The emergence of telemedicine has accelerated during the coronavirus pandemic. HD Live! sat down with Rujuta Saksena, M.D., an oncologist at Overlook Medical Center in Summit, New Jersey, and Ateev Mehrotra, M.D., associate professor of health care policy at Harvard Medical School in Boston, to discuss the future of telemedicine and its impact on health care.
“Telemedicine has actually been around for many decades, but we hadn’t been open to adopting it until this year,” Saksena said. “What the COVID-19 pandemic did is essentially shoehorn us into this approach, both patients and providers alike.”
Estimates have shown that by the end of 2020, there will have been 1 billion telemedicine appointments across the nation, according to analysts at Forrester Research. “In the course of the pandemic, the growth was just staggering,” Mehrotra said. “Changes that we would’ve expected over a decade happened within a week or two, and it’s just really remarkable. [Telemedicine] became something that went from being the future to being the reality of how a lot of Americans were getting care.”
Practitioners have had to adapt to this new rhythm to health care and learn new skill sets, especially with respect to performing a comprehensive physical examination, said Saksena. When using telemedicine, she noted it is crucial for practitioners to pay extra attention to a patient’s facial expressions and nuances and to frame questions differently than they might be worded normally to elicit certain responses.
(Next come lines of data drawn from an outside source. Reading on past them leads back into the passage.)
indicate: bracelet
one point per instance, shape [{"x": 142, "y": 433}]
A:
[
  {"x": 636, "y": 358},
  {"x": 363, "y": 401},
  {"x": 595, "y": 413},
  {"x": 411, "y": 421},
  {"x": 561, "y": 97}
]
“Despite the abruptness of embracing this, there has been, in my experience at least, a lot of patient satisfaction, which is quite surprising, but I think that everyone has come to accept this way of delivering health care,” said Saksena.
She and her colleagues underwent training for delivering telemedicine while complying with HIPAA. When choosing a platform, Saksena said the key is “ease of use, it has to be reliable, and it also has to be easy to use from the patient perspective because a lot of our patients are elderly and not necessarily able to navigate technology unless the instructions are relatively easy to follow.”
Consent is also an important part of telemedicine. “One of the things that we do when we log on to a televisit is obtain consent or permission from the patient,” she said. “We let them know this is a billable medical encounter and ask for their permission to proceed.” All of these factors play into which platform physicians choose to use for conducting telemedicine, but Saksena noted the platform may also be mandated by a physician’s organization.
As for best practices, Saksena recommends conducting visits in a private, quiet area such as a home office or room where noise and interruptions can be minimized, being as punctual as possible, being centered within the camera view, and maintaining a sense of normalcy for the patient by wearing a white coat or scrubs.
Despite the positives of telemedicine, there remain concerns about its effectiveness, cost, and accessibility, Mehrotra explained. Lower-income or disadvantaged patients who do not have the visual literacy or technological access needed to participate in telemedicine are excluded from access. In the case of specialties such as otolaryngology, it is impossible for a practitioner to perform a thorough assessment without being able to look into a patient’s ears or nose. Additionally, there are often technical struggles for both the patient and provider, and doctors often need to provide IT support.
While telemedicine was likely the only option available to patients earlier in the pandemic, now that physician offices have reopened across the country, telemedicine use is starting to decline. Mehrotra estimates that after the pandemic, telemedicine will make up only approximately 7 to 8 percent of health care visits. Going forward, Saksena suggests selecting out the patients who would benefit most from telemedicine and continuing it as a way of providing care for them.